みずほ銀、ソフトバンクのAI導入へ 「結婚・出産の報告」など行内のよくある質問照会を効率化

 みずほ銀行が人事・総務関係の行内の照会業務に人工知能(AI)を導入することが1日、分かった。調べたいことをパソコンに入力すると、回答が画面に即時表示される仕組み。類似の問い合わせが多いことからAIで効率化し、担当者が照会業務に追われる時間も減らす。
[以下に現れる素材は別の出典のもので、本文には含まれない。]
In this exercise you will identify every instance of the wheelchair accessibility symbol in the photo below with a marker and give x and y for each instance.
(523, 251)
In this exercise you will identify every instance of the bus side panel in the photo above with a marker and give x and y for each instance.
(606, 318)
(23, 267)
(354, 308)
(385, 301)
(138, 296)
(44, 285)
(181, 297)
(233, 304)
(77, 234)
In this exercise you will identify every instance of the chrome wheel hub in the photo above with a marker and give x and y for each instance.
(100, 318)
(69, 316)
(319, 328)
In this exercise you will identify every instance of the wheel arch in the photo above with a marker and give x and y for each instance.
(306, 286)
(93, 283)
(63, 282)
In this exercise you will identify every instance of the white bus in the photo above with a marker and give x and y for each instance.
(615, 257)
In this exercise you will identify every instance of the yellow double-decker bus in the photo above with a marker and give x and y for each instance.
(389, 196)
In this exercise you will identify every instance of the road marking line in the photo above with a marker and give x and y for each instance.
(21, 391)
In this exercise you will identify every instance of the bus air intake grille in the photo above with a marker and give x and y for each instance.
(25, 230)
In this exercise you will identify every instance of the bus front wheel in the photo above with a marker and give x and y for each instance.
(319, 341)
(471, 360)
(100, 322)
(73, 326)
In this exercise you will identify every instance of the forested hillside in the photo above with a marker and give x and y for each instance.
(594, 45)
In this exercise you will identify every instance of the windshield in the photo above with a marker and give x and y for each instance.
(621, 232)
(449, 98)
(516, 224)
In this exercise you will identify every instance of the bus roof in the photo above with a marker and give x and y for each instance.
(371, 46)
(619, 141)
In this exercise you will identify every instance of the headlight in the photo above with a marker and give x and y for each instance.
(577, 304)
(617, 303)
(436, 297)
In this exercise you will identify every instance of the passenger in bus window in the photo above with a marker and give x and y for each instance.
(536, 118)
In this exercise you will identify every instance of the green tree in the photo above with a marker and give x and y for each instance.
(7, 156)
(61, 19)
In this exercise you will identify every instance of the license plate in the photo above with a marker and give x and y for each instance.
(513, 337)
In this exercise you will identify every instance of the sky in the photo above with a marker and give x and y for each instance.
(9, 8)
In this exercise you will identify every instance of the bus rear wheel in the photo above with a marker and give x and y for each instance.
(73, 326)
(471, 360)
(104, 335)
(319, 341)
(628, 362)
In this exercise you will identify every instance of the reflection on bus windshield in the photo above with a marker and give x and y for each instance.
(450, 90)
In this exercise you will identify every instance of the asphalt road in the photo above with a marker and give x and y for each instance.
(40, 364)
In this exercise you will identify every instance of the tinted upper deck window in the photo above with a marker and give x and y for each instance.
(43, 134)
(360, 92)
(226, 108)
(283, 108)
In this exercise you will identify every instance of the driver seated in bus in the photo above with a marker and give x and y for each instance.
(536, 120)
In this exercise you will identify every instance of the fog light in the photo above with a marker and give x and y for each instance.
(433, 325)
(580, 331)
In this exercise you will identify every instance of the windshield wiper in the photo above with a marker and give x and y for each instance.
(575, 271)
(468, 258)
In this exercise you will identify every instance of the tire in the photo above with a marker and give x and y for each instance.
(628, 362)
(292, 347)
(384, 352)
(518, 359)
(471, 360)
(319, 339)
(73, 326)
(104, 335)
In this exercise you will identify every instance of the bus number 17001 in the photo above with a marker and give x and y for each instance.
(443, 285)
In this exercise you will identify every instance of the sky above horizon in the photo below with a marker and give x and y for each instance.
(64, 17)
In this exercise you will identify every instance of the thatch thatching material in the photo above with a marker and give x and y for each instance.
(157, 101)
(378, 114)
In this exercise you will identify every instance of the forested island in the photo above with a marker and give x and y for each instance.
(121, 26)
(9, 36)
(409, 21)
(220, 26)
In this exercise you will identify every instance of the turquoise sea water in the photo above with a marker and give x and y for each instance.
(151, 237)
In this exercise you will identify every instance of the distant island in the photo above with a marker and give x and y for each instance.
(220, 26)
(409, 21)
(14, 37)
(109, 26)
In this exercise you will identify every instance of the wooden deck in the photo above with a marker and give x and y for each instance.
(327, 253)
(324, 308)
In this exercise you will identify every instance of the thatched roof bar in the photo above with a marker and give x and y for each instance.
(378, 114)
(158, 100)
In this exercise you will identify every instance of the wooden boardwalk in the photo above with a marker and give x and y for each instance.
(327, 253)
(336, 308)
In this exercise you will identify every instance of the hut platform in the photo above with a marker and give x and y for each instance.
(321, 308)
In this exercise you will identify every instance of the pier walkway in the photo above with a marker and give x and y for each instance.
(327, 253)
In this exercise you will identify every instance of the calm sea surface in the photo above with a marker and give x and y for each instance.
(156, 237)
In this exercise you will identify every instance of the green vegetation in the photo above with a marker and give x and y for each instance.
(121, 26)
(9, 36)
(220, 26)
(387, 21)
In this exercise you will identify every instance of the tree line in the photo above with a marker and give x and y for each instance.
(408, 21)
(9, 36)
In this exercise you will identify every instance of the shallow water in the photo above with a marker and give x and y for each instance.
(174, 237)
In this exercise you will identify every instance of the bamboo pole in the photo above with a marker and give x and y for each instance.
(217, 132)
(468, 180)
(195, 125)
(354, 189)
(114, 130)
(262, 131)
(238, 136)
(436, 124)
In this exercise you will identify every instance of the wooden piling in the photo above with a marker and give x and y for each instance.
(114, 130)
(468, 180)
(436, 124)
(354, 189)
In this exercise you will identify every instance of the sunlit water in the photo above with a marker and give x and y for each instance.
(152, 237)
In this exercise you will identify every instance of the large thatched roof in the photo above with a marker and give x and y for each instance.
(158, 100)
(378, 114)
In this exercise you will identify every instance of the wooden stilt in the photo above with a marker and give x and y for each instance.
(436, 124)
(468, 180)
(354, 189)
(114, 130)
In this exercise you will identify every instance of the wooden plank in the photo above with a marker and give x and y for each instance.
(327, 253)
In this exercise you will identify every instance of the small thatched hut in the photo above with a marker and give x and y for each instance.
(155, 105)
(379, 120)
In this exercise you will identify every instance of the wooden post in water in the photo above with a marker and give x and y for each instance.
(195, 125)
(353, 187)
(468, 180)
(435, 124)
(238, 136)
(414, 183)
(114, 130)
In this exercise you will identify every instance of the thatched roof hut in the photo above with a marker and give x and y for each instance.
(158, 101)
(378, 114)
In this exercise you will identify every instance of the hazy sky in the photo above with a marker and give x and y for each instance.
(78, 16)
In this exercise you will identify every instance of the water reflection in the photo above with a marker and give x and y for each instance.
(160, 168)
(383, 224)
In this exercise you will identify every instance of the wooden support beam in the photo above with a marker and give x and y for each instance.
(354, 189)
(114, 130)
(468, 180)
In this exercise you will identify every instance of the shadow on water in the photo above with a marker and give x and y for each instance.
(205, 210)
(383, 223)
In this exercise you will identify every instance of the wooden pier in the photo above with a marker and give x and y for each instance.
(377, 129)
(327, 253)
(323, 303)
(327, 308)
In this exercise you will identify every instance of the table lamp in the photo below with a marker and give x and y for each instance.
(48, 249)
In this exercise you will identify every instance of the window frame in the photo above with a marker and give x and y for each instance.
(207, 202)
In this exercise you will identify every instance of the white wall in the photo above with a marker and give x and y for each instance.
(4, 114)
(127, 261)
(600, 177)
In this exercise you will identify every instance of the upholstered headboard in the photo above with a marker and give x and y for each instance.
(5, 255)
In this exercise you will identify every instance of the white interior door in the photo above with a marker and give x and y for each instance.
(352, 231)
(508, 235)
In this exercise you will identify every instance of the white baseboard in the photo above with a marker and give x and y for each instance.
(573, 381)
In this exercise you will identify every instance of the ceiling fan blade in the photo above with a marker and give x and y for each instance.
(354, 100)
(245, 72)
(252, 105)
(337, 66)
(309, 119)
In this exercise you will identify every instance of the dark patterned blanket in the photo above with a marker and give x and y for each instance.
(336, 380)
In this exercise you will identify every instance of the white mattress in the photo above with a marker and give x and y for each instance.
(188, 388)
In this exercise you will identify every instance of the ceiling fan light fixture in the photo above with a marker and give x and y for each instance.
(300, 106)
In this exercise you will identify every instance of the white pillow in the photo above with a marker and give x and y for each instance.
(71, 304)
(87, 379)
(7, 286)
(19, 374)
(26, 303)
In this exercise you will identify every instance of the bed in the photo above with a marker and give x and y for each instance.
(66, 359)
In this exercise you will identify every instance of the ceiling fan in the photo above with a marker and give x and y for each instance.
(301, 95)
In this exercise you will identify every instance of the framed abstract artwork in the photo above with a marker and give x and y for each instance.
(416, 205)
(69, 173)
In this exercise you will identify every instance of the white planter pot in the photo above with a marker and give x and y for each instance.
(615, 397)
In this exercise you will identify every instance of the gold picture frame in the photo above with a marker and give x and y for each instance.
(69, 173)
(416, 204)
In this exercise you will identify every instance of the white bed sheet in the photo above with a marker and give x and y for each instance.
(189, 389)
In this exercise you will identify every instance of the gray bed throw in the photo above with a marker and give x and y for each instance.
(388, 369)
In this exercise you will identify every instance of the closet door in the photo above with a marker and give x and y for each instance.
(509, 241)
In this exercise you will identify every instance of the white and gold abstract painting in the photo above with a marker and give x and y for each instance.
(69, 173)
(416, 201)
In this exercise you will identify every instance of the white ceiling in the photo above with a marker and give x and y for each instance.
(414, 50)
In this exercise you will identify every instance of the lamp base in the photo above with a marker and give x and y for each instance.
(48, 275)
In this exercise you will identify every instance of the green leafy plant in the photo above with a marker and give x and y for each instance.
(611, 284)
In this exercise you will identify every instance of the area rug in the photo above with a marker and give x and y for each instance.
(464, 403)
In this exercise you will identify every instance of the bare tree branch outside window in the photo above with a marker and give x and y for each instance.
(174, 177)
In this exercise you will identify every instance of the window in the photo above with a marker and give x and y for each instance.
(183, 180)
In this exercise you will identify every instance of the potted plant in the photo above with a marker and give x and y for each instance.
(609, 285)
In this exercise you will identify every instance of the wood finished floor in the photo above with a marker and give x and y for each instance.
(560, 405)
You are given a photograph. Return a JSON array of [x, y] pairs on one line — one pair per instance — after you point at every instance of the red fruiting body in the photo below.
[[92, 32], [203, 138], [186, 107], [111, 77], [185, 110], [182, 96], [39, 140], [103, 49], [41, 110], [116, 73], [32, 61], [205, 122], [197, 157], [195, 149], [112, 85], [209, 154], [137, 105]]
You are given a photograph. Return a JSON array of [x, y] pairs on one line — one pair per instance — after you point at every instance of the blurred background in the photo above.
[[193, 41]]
 4月下旬から、20支店のパソコンに、ソフトバンクが開発したAIを使ったシステムを試験的に導入。休暇取得時の勤務表の入力方法や結婚・出産の報告など、よくある質問200問とその回答を用意する。

 同行では、人事・総務関係だけで、年間約3万7千件の電話による照会がある。特に月末・月初は同じような質問が集中する傾向があり、これに対応するため、3人の社員が残業する日も珍しくなかった。

 今年度中に500問まで増やし、AIで回答できる比率を照会全体の75%程度まで高めて照会業務の専従社員をなくす。スマートフォンで使えるようにする仕組みも検討する。

 将来的には、みずほフィナンシャルグループ全体に同様のシステムを広げるほか、融資や預金など銀行業務の行内照会への対応も視野に入れる。